The asteroid modeling, along with exoplanetary atmosphere analysis, are a couple of FDL examples that show the promise in applying sophisticated algorithms to the volumes of data collected by NASA’s more than 100 missions.
As NASA heliophysicist Madhulika (Lika) Guhathakurta notes, the space agency gathers about 2 gigabytes of data (and growing) every 15 seconds from its fleet of spacecraft. “But we analyze only a fraction of that data, because we have limited people, time and resources. That is why we need to utilize these tools more,” she says.
A lead on missions focused on understanding and predicting the Sun’s effects on Earth, technology and astronauts in space, Guhathakurta has been with FDL for the last three years and has been a key architect in shaping this program. She supported a team in 2018 that resolved a problem with a malfunctioning sensor on NASA’s Solar Dynamics Observatory (SDO), a spacecraft that studies the Sun's influence on Earth and near-Earth space.
Back in 2014, just four years after the mission launched, a sensor stopped returning data related to extreme ultraviolet (EUV) radiation levels — information that correlates with a ballooning of the Earth's outer atmosphere and thus affects the longevity of satellites, including the International Space Station. So computer science doctoral students from Stanford University and University of Amsterdam, among others, with mentors from organizations including IBM, Lockheed Martin, and SETI, developed a technique that could, essentially, fill in the missing data from the broken sensor. Their computer program could do this by analyzing data from other SDO instruments, along with old data collected by the broken sensor during the four years it was working, to infer what EUV radiation levels that sensor would have detected based on what the other SDO instruments were observing at any given time. “We generated, basically, a virtual sensor,” Guhathakurta says.
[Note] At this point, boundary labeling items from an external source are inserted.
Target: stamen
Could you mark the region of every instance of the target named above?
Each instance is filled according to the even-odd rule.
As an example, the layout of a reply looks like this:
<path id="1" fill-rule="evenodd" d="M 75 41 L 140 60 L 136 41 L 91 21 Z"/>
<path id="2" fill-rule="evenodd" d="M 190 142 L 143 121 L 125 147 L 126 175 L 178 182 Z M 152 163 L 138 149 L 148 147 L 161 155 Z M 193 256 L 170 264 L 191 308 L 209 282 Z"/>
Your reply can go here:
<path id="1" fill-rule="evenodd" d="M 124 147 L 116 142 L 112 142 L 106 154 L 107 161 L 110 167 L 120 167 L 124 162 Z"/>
The potential of this type of this instrument is not lost on anyone. SETI head, Diamond, imagines a future where these virtual tools are incorporated on spacecraft, a practice that would allow for lighter, less complex and therefore cheaper missions. Domagal-Goldman and Arney envisage future exoplanet missions where AI technologies embedded on spacecraft are smart enough to make real-time science decisions, saving the many hours necessary to communicate with scientists on Earth.
“AI methods will help us free up processing power from our own brains by doing a lot of the initial legwork on difficult tasks,” Arney says. “But these methods won’t replace humans any time soon, because we’ll still need to check the results.”